The technician taking care of Rebeckah couldn't help but think about his own child on the way to Shannon. "She was six years old—the same age as my child," he says. "She was combative and had significant head trauma. I kept talking to her, and she calmed down. Her injuries were severe. You could tell by looking at her face. You could see her jawbone and by the amount of blood everywhere, we weren't sure if her brain matter was exposed. I didn't know if this little girl would make it."
Once at Shannon, Rebeckah was immediately taken off the helicopter, and the chopper took off again to pick up Kelly. While the medical team cared for Rebeckah, Terry stayed with Kelly.
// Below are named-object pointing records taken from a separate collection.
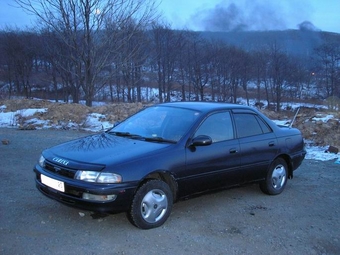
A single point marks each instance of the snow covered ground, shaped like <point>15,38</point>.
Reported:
<point>94,123</point>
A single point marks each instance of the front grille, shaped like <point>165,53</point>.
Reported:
<point>60,170</point>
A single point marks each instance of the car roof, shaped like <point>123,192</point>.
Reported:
<point>205,106</point>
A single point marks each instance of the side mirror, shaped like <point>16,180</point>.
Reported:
<point>201,140</point>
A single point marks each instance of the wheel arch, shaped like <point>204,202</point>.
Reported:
<point>166,177</point>
<point>288,161</point>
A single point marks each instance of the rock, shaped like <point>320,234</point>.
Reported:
<point>332,149</point>
<point>5,142</point>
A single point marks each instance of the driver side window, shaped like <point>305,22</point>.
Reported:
<point>218,126</point>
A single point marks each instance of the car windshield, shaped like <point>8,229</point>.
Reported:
<point>159,123</point>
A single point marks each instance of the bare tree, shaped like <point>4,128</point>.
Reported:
<point>91,32</point>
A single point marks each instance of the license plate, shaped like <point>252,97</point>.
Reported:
<point>52,183</point>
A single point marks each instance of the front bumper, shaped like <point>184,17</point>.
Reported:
<point>74,190</point>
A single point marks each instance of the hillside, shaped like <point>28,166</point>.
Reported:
<point>296,42</point>
<point>319,127</point>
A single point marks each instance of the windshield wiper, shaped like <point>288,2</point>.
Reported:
<point>126,134</point>
<point>159,139</point>
<point>148,139</point>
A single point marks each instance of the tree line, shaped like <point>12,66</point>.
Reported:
<point>116,50</point>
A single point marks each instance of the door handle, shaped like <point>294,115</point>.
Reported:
<point>233,150</point>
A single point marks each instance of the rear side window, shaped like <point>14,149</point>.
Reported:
<point>249,125</point>
<point>218,126</point>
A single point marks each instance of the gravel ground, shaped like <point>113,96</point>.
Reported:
<point>304,219</point>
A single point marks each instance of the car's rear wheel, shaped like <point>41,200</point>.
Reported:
<point>276,179</point>
<point>151,205</point>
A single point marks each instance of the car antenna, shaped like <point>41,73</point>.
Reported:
<point>297,111</point>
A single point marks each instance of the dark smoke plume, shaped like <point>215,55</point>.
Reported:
<point>248,15</point>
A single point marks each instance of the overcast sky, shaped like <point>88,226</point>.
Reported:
<point>226,15</point>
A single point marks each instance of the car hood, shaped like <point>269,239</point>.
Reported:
<point>97,151</point>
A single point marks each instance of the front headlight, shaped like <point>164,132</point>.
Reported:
<point>99,177</point>
<point>41,161</point>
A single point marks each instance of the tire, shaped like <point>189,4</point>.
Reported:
<point>151,205</point>
<point>276,179</point>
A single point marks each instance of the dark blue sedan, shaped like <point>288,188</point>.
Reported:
<point>167,152</point>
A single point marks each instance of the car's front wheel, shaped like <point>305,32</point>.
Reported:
<point>276,179</point>
<point>151,205</point>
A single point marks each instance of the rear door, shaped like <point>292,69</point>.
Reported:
<point>213,165</point>
<point>258,144</point>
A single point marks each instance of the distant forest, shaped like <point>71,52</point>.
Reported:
<point>131,60</point>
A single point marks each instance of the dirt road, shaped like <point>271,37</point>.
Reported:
<point>304,219</point>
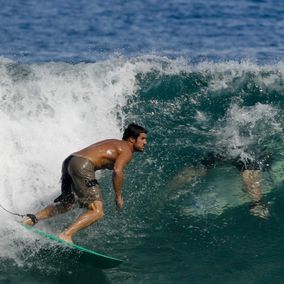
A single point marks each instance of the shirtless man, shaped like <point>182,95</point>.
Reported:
<point>78,180</point>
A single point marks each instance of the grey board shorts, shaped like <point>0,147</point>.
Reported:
<point>78,181</point>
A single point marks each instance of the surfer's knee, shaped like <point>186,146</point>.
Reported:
<point>97,208</point>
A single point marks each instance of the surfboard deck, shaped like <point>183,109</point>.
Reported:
<point>99,260</point>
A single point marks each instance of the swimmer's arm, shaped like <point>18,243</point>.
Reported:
<point>118,176</point>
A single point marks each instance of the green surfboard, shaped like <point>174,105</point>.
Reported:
<point>99,260</point>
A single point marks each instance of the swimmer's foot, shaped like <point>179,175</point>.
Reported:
<point>259,210</point>
<point>65,238</point>
<point>30,220</point>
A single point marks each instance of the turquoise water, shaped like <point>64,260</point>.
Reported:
<point>173,227</point>
<point>201,77</point>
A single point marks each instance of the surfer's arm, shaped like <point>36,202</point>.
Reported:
<point>118,176</point>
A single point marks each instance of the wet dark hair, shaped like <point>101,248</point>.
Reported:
<point>133,131</point>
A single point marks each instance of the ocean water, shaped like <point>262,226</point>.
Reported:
<point>201,76</point>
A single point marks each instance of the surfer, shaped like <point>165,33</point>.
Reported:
<point>78,180</point>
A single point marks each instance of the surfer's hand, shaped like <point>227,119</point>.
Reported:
<point>119,202</point>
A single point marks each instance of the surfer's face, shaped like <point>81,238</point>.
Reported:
<point>140,142</point>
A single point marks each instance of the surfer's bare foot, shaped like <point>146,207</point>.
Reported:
<point>65,238</point>
<point>259,211</point>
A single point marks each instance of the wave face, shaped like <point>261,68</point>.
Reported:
<point>49,110</point>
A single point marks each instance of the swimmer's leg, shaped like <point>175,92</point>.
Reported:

Once she was flown to Shannon, the ER team in Eldorado realized that Terry had been in the accident as well and made him undergo a battery of tests before being released to go to his wife and daughter in San Angelo.
As a mother, Kelly was very worried about Rebeckah but knew she couldn't do anything. "My biggest fear was that Rebeckah would not hear my voice when she awoke from surgery," she says. "By the time Terry arrived at Shannon, all the tests had been done on Rebeckah and immediate surgery was necessary. While Rebeckah was still in surgery, Kelly's surgery was completed and her physician decided Kelly needed to see a hand surgeon in San Antonio if her arm was to be saved.
The decision for Kelly to go to San Antonio was relatively easy for her. For Terry, on the other hand, it was agonizing. Kelly insisted that he stay in San Angelo with Rebeckah. "I just wanted her to wake up to her father," Kelly says. "I knew that her trauma would be made more complicated if she awoke to strangers."
There were questions raised at the time as to whether Rebeckah should be flown to another hospital, but Kelly was emphatic that she stay with Dr. Patyrak. "I had so much faith in him as a pediatrician," says Kelly. "I knew I could leave the life of my daughter in his hands. I also knew that Dr. Jeter was fabulous. She was hurt so badly. I just didn't want her to go through more trauma being transferred to another hospital."
The next day Kelly was flown to San Antonio. Rebeckah remained in a medically induced coma at Shannon. As Terry recalls: "They had to keep her in a medically induced coma because she was such a fighter and she kept pulling out her tubes. She even tried to do it with her toes!"
Something special happened for Terry when the pediatric nurses cleaned Rebeckah up. Due to the trauma and the immediate surgery, Rebeckah still had blood in her hair. "The nurses were so kind. I'm not great with names, but they took the time to clean and comb her hair. It was such a little thing, but it meant so much to me."
Rebeckah remained in the hospital for about a week—all the while surrounded by friends and family from around San Angelo. Terry recalls stopping to thank Dr. Jeter for saving his daughter. Dr. Jeter humbly replied, "Don't thank me. I just put her together. Thank the Man upstairs."
Rebeckah had over three feet of stitches throughout her face, and yet today she has no long-term impact from the accident. Kelly's arm was successfully repaired and is fully functional. Although the Owen family's lives were changed forever in a moment on the road from Eldorado, they are thankful for all the physicians who put them back together again.